Two hours a day, Jeff Davis works at staying alive. He inhales a succession of medications, runs on a treadmill and sometimes performs breathing exercises that produce gurgly, crackling sounds.
It's tedious work, crammed into a life that includes a full-time job as a machinist and leisure time with his wife and two young children in the horse country north of Westminster. But it has paid dividends: A generation ago, few people with cystic fibrosis lived past their teens - and Davis is 35.
If there's a miracle in this story, it's that Davis is fairly typical, having soldiered through childhood with a closet full of medications and parents who spent untold hours thumping his torso to keep his lungs clear.
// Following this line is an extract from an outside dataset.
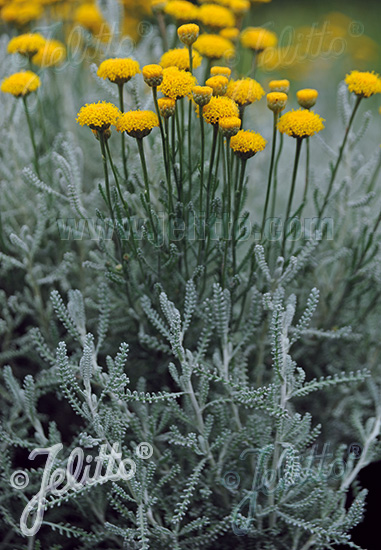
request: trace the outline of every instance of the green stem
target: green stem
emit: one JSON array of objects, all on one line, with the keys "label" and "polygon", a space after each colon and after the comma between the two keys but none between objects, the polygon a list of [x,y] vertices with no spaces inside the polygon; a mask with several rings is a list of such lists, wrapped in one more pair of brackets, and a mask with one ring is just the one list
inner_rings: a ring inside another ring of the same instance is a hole
[{"label": "green stem", "polygon": [[279,161],[282,154],[282,149],[283,149],[283,134],[280,135],[279,150],[278,150],[278,154],[275,161],[275,167],[274,167],[274,189],[273,189],[273,198],[271,201],[271,218],[273,218],[275,214],[276,193],[278,188],[278,166],[279,166]]},{"label": "green stem", "polygon": [[236,273],[236,269],[237,269],[238,217],[239,217],[240,205],[242,200],[243,184],[245,181],[246,164],[247,164],[247,159],[241,159],[241,175],[240,175],[239,184],[236,187],[236,191],[234,195],[234,218],[233,218],[233,232],[232,232],[232,254],[233,254],[234,274]]},{"label": "green stem", "polygon": [[180,196],[179,200],[180,202],[183,202],[183,136],[181,133],[181,127],[180,127],[180,116],[179,116],[179,109],[178,105],[176,104],[176,111],[175,111],[175,117],[176,117],[176,130],[177,130],[177,138],[178,138],[178,147],[179,147],[179,158],[180,158]]},{"label": "green stem", "polygon": [[[124,98],[123,98],[123,83],[118,84],[119,91],[119,108],[122,113],[124,113]],[[127,159],[126,159],[126,142],[124,132],[121,132],[121,146],[122,146],[122,163],[123,163],[123,173],[124,179],[128,181],[128,170],[127,170]]]},{"label": "green stem", "polygon": [[143,138],[136,138],[136,141],[138,143],[140,161],[141,161],[142,168],[143,168],[143,177],[144,177],[145,194],[146,194],[145,203],[146,203],[147,214],[148,214],[149,220],[151,222],[152,231],[153,231],[155,237],[157,237],[156,226],[154,224],[153,217],[152,217],[152,212],[151,212],[151,194],[150,194],[150,188],[149,188],[150,185],[149,185],[149,179],[148,179],[146,157],[145,157],[145,154],[144,154]]},{"label": "green stem", "polygon": [[105,147],[106,147],[106,151],[107,151],[108,160],[110,162],[111,170],[112,170],[112,173],[114,174],[114,179],[115,179],[115,183],[116,183],[116,188],[118,190],[119,198],[120,198],[120,200],[123,204],[123,208],[124,208],[126,214],[129,216],[130,215],[130,209],[128,207],[128,204],[124,200],[122,190],[120,188],[118,174],[117,174],[116,168],[115,168],[113,160],[112,160],[111,151],[110,151],[110,147],[108,145],[108,141],[105,141]]},{"label": "green stem", "polygon": [[267,209],[268,209],[269,201],[270,201],[271,182],[272,182],[272,176],[273,176],[273,170],[274,170],[274,160],[275,160],[275,150],[276,150],[276,138],[277,138],[277,134],[278,134],[278,131],[277,131],[278,117],[279,117],[279,113],[274,112],[274,126],[273,126],[273,142],[272,142],[272,148],[271,148],[271,161],[270,161],[269,179],[268,179],[268,182],[267,182],[266,201],[265,201],[265,208],[263,210],[262,229],[261,229],[261,239],[262,240],[264,238],[264,230],[265,230],[265,224],[266,224]]},{"label": "green stem", "polygon": [[335,182],[335,179],[336,179],[336,175],[337,175],[337,172],[339,170],[339,166],[340,166],[340,163],[341,163],[341,160],[343,158],[343,153],[344,153],[344,149],[345,149],[345,145],[347,143],[347,140],[348,140],[348,136],[349,136],[349,131],[352,127],[352,124],[353,124],[353,121],[354,121],[354,118],[356,116],[356,113],[357,113],[357,110],[359,108],[359,105],[361,103],[361,100],[362,100],[362,97],[361,96],[357,96],[357,99],[356,99],[356,103],[353,107],[353,111],[352,111],[352,114],[351,114],[351,117],[349,119],[349,122],[348,122],[348,125],[345,129],[345,134],[344,134],[344,139],[343,139],[343,142],[341,144],[341,147],[340,147],[340,150],[339,150],[339,156],[337,157],[337,161],[336,161],[336,164],[335,164],[335,167],[332,171],[332,175],[331,175],[331,179],[329,181],[329,185],[328,185],[328,189],[327,189],[327,193],[325,194],[325,197],[324,197],[324,202],[322,204],[322,207],[320,208],[319,212],[318,212],[318,217],[321,218],[323,213],[324,213],[324,210],[327,206],[327,203],[328,203],[328,200],[331,196],[331,192],[332,192],[332,188],[333,188],[333,184]]},{"label": "green stem", "polygon": [[284,257],[285,246],[286,246],[286,238],[287,238],[287,234],[286,234],[287,220],[290,217],[292,199],[294,198],[296,176],[298,175],[298,165],[299,165],[299,159],[300,159],[300,151],[302,149],[302,142],[303,142],[302,138],[296,138],[296,152],[295,152],[294,169],[293,169],[293,172],[292,172],[291,189],[290,189],[290,195],[289,195],[289,198],[288,198],[286,217],[284,219],[284,227],[283,227],[283,243],[282,243],[282,254],[281,254],[283,257]]},{"label": "green stem", "polygon": [[161,134],[161,141],[163,147],[163,158],[164,158],[164,167],[165,167],[165,177],[167,179],[167,188],[168,188],[168,201],[169,201],[169,213],[173,212],[173,200],[172,200],[172,184],[171,184],[171,169],[169,165],[169,147],[167,147],[167,140],[164,132],[164,126],[162,117],[160,114],[159,104],[157,101],[157,87],[153,86],[152,88],[153,102],[155,104],[155,110],[157,117],[159,119],[159,127]]},{"label": "green stem", "polygon": [[26,96],[22,96],[22,100],[23,100],[23,103],[24,103],[24,109],[25,109],[26,120],[27,120],[27,122],[28,122],[30,140],[31,140],[31,142],[32,142],[32,147],[33,147],[33,153],[34,153],[34,167],[35,167],[35,169],[36,169],[37,176],[38,176],[39,178],[41,178],[41,175],[40,175],[40,167],[39,167],[39,162],[38,162],[37,146],[36,146],[36,141],[35,141],[35,139],[34,139],[33,125],[32,125],[32,121],[31,121],[31,118],[30,118],[30,113],[29,113],[29,109],[28,109],[28,102],[27,102]]},{"label": "green stem", "polygon": [[379,157],[378,163],[377,163],[376,168],[373,172],[372,179],[370,180],[370,183],[369,183],[369,186],[368,186],[368,189],[367,189],[367,193],[370,193],[371,191],[373,191],[374,186],[375,186],[376,181],[377,181],[377,178],[378,178],[378,175],[380,173],[380,170],[381,170],[381,151],[379,152],[378,157]]},{"label": "green stem", "polygon": [[[98,137],[99,137],[99,143],[100,143],[100,145],[101,145],[102,162],[103,162],[103,171],[104,171],[105,186],[106,186],[106,197],[107,197],[108,207],[109,207],[110,213],[111,213],[111,218],[112,218],[112,221],[113,221],[113,223],[114,223],[114,222],[115,222],[115,218],[114,218],[114,210],[113,210],[112,202],[111,202],[110,180],[109,180],[109,176],[108,176],[107,157],[106,157],[106,146],[105,146],[105,137],[104,137],[104,133],[103,133],[102,131],[98,132]],[[115,229],[115,226],[114,226],[114,229]]]},{"label": "green stem", "polygon": [[189,202],[192,196],[192,102],[191,101],[189,101],[189,111],[188,111],[188,179],[189,179],[189,190],[188,190],[188,202]]}]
"They told my parents that if I lived to be a teenager, that would be about it," Davis said during a recent visit to Johns Hopkins Hospital's adult cystic fibrosis clinic, established a decade ago. "The fact they even have an adult clinic is pretty amazing."
Affecting 30,000 people in the United States alone, cystic fibrosis is an inherited disease that causes the body to produce thick, sticky mucus that can clog the lungs and damage the pancreas, interfering with the body's ability to absorb nutrients. As a result, victims are prone to dangerous respiratory infections and struggle to gain weight.
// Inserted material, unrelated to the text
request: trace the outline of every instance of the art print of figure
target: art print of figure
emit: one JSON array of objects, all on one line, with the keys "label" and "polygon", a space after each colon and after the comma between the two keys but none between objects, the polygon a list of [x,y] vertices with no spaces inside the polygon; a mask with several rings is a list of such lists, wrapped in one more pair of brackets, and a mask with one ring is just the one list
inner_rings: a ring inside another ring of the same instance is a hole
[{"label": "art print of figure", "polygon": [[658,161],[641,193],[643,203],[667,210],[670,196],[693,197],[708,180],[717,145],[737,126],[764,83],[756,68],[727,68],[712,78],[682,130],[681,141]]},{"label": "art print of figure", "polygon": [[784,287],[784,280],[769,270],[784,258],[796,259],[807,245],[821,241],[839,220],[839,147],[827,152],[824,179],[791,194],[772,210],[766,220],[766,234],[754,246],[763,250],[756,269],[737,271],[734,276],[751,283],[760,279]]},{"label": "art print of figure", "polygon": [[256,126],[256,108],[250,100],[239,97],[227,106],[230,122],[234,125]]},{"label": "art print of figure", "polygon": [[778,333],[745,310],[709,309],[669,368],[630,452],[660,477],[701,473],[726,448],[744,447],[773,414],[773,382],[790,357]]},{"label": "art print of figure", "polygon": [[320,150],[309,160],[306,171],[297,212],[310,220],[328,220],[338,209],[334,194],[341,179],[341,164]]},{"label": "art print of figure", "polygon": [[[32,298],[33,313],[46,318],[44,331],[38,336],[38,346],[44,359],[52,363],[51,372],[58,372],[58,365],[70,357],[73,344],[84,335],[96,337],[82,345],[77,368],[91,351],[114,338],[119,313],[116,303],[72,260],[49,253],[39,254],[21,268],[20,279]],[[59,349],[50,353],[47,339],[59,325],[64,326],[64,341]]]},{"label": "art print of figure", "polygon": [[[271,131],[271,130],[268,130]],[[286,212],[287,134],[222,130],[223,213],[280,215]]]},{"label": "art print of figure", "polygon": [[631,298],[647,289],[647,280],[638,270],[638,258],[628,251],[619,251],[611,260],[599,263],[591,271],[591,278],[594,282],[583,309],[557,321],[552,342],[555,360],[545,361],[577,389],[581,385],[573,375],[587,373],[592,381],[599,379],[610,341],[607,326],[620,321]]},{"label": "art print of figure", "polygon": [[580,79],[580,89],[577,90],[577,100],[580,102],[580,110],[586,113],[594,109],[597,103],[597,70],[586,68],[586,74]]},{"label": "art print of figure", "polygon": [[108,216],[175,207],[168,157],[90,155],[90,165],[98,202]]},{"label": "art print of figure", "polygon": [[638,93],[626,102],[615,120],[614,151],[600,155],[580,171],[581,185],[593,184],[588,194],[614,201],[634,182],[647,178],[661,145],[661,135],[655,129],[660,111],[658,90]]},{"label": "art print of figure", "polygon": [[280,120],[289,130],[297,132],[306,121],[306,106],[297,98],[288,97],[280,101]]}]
In the early 1960s, the median survival age was 10 years. Desperate parents watched frail children cough their way through life and eventually succumb to infections, even malnutrition.
But a steady progression of drugs, medical devices and improvements in disease management has made it possible for patients not only to survive longer, but also to attend college, have careers and raise families. By the early 1980s, median survival had risen to 21 years. Today, it is 37.
"We now expect children to live into adulthood and to be healthy as well," said Dr. Peter Mogaysal, director of the cystic fibrosis center at the Johns Hopkins Children's Center. "Several decades ago, most people with CF died in childhood, and it was the exception to have patients live to be an older adult."
To achieve that, patients face steep challenges - not just lung infections and the likelihood that they will someday die of the disease, but daily treatments that can sideline them from things they'd rather be doing.
"We're talking about the late teens, early 20s, a time when all of us are trying to get careers, find spouses and think about having a family," said Dr. Michael Boyle, who runs the adult clinic at Hopkins. "They're doing all those things - plus spending an hour or two maintaining their health."
Until the 1990s, there weren't enough adult survivors to justify a clinic of their own. Since the clinic's founding, the caseload has grown from 40 patients to 200.
"I went to medical school here, trained in adult medicine and saw one cystic fibrosis patient the whole time," said Boyle, a pulmonologist who graduated from Hopkins in 1990.
But a few years later, while subbing for a colleague at the pediatric clinic, Boyle noticed something odd: several young adults looking curiously out of place in a waiting room where youngsters sat on pint-sized chairs and played with toys.
In 1996, Boyle established one of the first adult cystic fibrosis clinics. Today, there are 96 in the U.S. accredited by the Cystic Fibrosis Foundation, which has funded virtually all the drug development that has led to survival gains.
Survival, though, is no easy task.
Patients can become resistant to the antibiotics that treat and prevent infections. They fight side effects that can include hearing loss and dizziness. They can lose lung function if they start skipping treatments. And a quarter develop diabetes and require insulin.
All these issues were evident one afternoon as Boyle and colleagues met to review patient histories before their appointments.
A man who had recently lost his brother to the disease worried about whether he was doing enough to stay healthy. A woman with a 2-year-old child had been coughing up blood.
A young man developed osteoporosis - the combined effect of medication, chronic inflammation and digestive problems. A college student had to connect herself to a feeding tube at night to keep her weight above 100 pounds.
Whatever their symptoms, patients suffer from a single underlying problem. By inheriting a mutant gene from each parent, they are saddled with a defective protein that sits on the surface of cells lining the lungs, airways and pancreas.
The protein is supposed to maintain a proper balance of salt and water, both inside and outside the cells. But instead, the salt concentrates in the cells, and the mucus lining the airways becomes thick and sticky - the bane of a patient's life.